To find the mutation, they needed to see a difference from wild type of a single base in a minute amount of DNA. Tumor DNA (i.e., BRAF-mutated DNA) typically accounts for around 1–10% total CF-DNA, which, in turn, is typically found in the order of nanograms per mL of plasma.

A standard real-time PCR assay—the “technique of choice”—turned out not to be specific enough. So they tried to increase the specificity by incorporating locked nucleic acid bases into the mutation-specific probe in place of some normal DNA bases, conferring a higher avidity.

Yet this, too, was “not sufficient by itself to increase specificity to the level we needed,” Dr. Pinzani recalled. They next turned to a primer that was specific for the mutation, increasing the avidity and efficiency of the amplification reaction of the mutated allele and simultaneously decreasing them for the wild-type sequence. The team was thus able to obtain a standard curve and use this to measure BRAFV600E in plasma samples.

Most melanoma patients were found to have high levels of BRAFV600E mutation, with a statistical difference between the healthy individuals and melanoma patients. They are now trying to compare it with some other circulating biomarkers.

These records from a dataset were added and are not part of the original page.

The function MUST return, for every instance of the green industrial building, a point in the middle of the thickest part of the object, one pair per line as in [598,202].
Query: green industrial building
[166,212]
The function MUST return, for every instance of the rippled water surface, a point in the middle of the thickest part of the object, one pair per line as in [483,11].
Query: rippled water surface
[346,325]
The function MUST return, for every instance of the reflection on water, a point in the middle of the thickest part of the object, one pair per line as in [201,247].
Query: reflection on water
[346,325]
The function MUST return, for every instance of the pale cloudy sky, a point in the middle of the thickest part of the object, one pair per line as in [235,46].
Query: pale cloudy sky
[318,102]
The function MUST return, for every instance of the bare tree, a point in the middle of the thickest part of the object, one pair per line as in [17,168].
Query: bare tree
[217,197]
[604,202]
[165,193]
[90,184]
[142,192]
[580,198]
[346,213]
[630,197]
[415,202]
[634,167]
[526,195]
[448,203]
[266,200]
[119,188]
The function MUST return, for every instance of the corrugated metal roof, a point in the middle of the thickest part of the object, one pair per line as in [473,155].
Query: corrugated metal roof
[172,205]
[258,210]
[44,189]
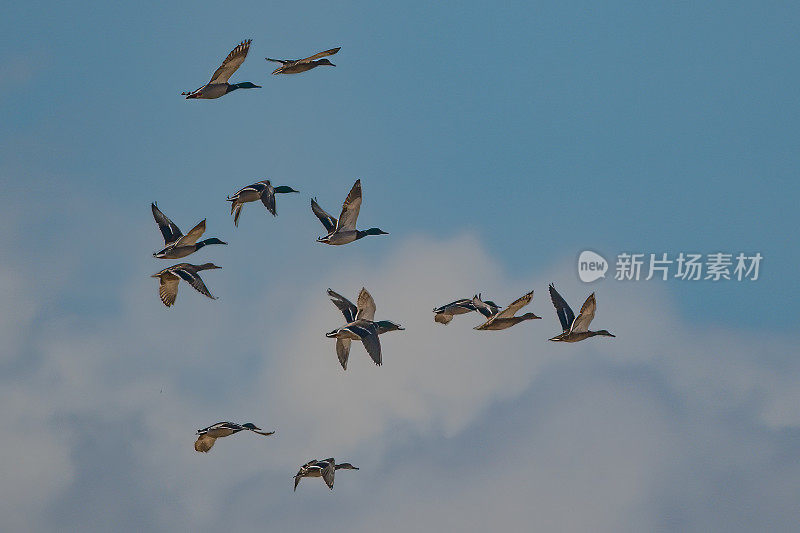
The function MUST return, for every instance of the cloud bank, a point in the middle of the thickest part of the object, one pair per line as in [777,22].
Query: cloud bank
[668,426]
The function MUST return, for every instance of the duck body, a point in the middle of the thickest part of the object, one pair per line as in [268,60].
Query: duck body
[177,252]
[343,230]
[296,66]
[218,85]
[575,329]
[171,276]
[361,326]
[498,320]
[177,244]
[445,313]
[325,469]
[261,190]
[206,437]
[505,323]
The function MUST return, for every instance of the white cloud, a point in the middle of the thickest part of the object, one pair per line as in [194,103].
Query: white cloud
[459,429]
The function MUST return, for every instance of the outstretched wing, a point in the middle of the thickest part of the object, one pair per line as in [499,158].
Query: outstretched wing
[193,279]
[350,208]
[582,321]
[168,288]
[348,309]
[193,234]
[482,307]
[319,54]
[231,63]
[343,351]
[328,473]
[515,306]
[168,228]
[366,306]
[268,199]
[204,443]
[563,310]
[328,221]
[373,346]
[442,318]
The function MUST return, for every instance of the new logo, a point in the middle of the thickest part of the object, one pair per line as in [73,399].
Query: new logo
[591,266]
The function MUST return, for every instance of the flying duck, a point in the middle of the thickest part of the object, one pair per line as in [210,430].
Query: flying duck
[296,66]
[169,277]
[344,230]
[505,318]
[326,469]
[207,436]
[445,313]
[360,326]
[219,86]
[574,328]
[262,190]
[177,244]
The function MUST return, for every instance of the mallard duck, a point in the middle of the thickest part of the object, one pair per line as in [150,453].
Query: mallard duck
[574,328]
[445,313]
[168,288]
[296,66]
[344,230]
[262,190]
[177,244]
[360,326]
[207,436]
[219,86]
[326,469]
[505,318]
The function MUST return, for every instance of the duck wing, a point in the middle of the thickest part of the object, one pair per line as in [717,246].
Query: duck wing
[366,306]
[373,346]
[350,208]
[169,230]
[482,307]
[193,278]
[442,318]
[268,199]
[192,235]
[328,473]
[318,55]
[515,306]
[168,288]
[563,310]
[585,317]
[348,309]
[328,221]
[231,63]
[343,351]
[204,443]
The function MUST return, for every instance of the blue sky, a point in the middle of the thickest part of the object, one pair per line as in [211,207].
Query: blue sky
[510,137]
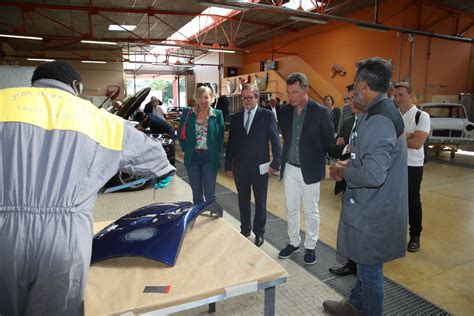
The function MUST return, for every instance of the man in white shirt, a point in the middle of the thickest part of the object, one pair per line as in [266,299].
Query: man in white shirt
[417,128]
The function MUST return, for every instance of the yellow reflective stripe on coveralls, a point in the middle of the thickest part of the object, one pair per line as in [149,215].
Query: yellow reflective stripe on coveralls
[54,109]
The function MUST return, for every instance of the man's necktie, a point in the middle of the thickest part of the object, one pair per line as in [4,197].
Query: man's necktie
[247,122]
[353,131]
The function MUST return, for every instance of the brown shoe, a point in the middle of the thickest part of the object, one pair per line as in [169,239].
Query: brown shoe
[342,308]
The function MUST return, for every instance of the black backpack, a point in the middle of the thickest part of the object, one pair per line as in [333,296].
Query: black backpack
[425,144]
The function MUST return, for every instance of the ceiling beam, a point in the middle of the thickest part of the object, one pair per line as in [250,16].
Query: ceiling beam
[261,7]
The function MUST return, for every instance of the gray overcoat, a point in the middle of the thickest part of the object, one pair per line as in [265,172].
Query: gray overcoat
[373,223]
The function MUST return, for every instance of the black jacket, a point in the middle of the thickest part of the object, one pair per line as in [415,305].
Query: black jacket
[317,134]
[244,152]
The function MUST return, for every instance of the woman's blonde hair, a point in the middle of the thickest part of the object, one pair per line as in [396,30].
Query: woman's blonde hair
[200,91]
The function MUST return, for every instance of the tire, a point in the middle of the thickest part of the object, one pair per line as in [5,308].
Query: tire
[123,178]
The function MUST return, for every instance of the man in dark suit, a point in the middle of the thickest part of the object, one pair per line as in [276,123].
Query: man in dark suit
[251,131]
[307,131]
[340,149]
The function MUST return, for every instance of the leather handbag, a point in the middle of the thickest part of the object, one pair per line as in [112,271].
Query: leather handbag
[182,135]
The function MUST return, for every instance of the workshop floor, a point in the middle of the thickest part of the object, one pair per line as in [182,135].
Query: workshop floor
[441,272]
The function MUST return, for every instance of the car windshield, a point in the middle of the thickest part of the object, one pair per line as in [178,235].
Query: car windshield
[452,111]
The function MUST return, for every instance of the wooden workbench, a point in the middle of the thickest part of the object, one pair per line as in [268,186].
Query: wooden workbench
[215,262]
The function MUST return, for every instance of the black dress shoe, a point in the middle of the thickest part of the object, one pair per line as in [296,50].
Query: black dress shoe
[414,244]
[246,234]
[259,240]
[342,271]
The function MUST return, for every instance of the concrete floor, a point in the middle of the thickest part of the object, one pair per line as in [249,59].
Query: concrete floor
[441,272]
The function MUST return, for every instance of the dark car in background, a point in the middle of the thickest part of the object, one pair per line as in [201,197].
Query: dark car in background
[130,105]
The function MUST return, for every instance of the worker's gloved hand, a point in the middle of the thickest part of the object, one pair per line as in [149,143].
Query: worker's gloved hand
[160,183]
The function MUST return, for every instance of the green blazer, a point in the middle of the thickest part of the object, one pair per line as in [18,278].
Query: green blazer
[215,137]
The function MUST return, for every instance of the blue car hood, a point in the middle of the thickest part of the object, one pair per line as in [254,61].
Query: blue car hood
[155,231]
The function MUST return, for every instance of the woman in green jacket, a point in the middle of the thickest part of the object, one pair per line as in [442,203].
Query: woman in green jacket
[202,145]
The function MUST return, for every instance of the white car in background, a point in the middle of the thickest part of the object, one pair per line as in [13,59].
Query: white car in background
[449,126]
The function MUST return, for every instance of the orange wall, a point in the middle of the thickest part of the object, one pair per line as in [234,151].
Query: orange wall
[322,46]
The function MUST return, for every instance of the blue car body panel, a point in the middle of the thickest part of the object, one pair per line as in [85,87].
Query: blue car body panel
[155,231]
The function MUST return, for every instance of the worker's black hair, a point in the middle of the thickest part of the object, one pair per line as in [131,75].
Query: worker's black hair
[57,70]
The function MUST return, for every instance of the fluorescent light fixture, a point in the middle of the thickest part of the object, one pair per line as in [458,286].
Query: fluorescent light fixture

“I suppose that more than one circulating biomarker is necessary to have 100% specificity in these patients,” she said. “Because there are some melanomas that do not show this variant, we’ll have to use a multiparameter approach.” Fortunately, the experience with BRAFV600E should provide an excellent place to begin looking for other melanoma-specific markers.

Seeking Diagnostics Approval

Diagnostics are all about getting a reliable, consistent, narrowly focused answer to an equally narrow question, for example, should this individual patient receive therapy X or therapy Y? “From a research perspective you want to generate as much information as possible,” says Stephen Little, vp of personalized healthcare at Qiagen. “But when translating into diagnostics, you want to limit the information to only that which you need to make a treatment decision.”

A regulatory submission for a diagnostic requires standardization, proof, and rigor. Therefore, when Qiagen sought FDA approval earlier this year for its real-time PCR-based companion diagnostic test to detect mutations in the KRAS gene—indicating whether a colorectal cancer patient was likely to respond to an EGFR inhibitor therapy—it needed to not only prove that its assay could very selectively pick up that mutation against a background of normal cells, but also that the whole system—including the extraction kit and the automated platform that would run the test—was up to the job.

“The FDA wants to ensure that patients only receive tests that are guaranteed to be accurate and robust with validated manufacturing processes—they set stringent requirements and will only approve or clear diagnostics that can prove this,” Little notes.